Biden declares weather emergency for California
U.S. President Joe Biden has declared a state of emergency in the state of California because of the ongoing winter storms. He ordered federal aid late Saturday night for recovery and repair work in the affected regions.
The latest storm in a series swept through already hard-hit California on Saturday with heavy rains causing flooding. Fields and roads were under water in many places, and power lines were damaged.
Around 00:30 on Sunday night (CET), some 20,000 households had no power, according to the website poweroutage.us. "We're not done yet," warned the state's governor, Gavin Newsom, on Saturday after visiting those affected. He urged people to remain "vigilant."
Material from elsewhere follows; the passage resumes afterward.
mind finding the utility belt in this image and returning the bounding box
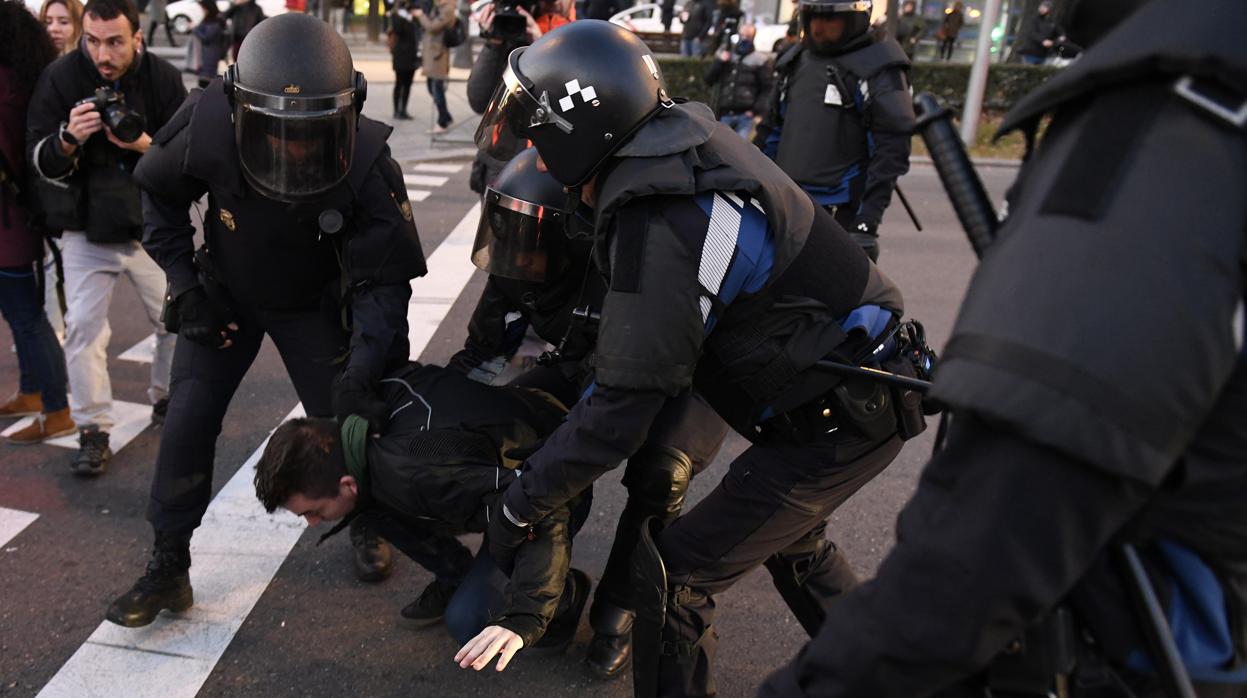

Nearly 26 million Californians remained under flood warnings Saturday evening, according to the U.S. Weather Service (NWS). Tens of thousands of people were called to evacuate their homes.
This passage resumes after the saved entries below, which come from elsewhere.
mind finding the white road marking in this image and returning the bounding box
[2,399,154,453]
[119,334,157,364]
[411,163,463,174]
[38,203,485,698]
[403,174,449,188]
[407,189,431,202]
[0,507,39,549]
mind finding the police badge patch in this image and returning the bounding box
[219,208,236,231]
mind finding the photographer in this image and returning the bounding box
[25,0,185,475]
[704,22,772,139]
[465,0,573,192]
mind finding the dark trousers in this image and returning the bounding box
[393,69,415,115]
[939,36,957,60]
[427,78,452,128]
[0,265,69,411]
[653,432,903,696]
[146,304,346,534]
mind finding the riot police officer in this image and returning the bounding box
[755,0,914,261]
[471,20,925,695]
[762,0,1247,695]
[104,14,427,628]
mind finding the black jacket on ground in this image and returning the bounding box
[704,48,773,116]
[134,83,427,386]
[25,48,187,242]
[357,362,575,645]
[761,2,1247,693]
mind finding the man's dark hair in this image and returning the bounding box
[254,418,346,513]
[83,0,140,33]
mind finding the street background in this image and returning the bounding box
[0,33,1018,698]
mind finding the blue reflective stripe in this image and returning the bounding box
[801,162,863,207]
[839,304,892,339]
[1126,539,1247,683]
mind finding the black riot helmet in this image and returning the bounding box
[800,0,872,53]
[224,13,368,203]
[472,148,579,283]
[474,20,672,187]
"Catastrophic flooding" was forecast for an area along the Salinas River, a major agricultural region south of the San Francisco metropolitan bay area. The river overflowed its banks in many places, flooding fields, according to a journalist with the AFP news agency.
In the mountains, the precipitation led to heavy snowfall. The authorities warned of avalanche danger.
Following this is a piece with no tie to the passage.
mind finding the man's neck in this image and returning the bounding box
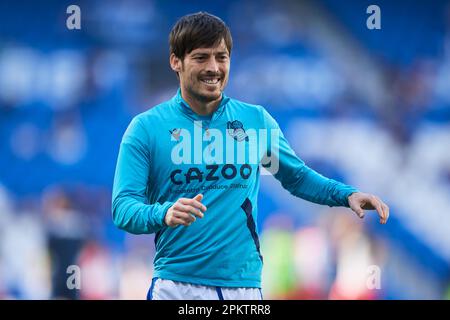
[181,88,222,116]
Suffering the consequences of a decades-long drought, California has been suffering for weeks from winter storms with precipitation and snow as heavy as some areas have not seen in 150 years. In some regions, 50 percent of the average rainfall for an entire year has been recorded in just a few days.
At least 19 people have died in flooding, power outages, mudslides and sinkholes since Dec. 26, the U.S. government said. On Saturday, a new weather front with heavy rain, snow and gusts had hit the coast.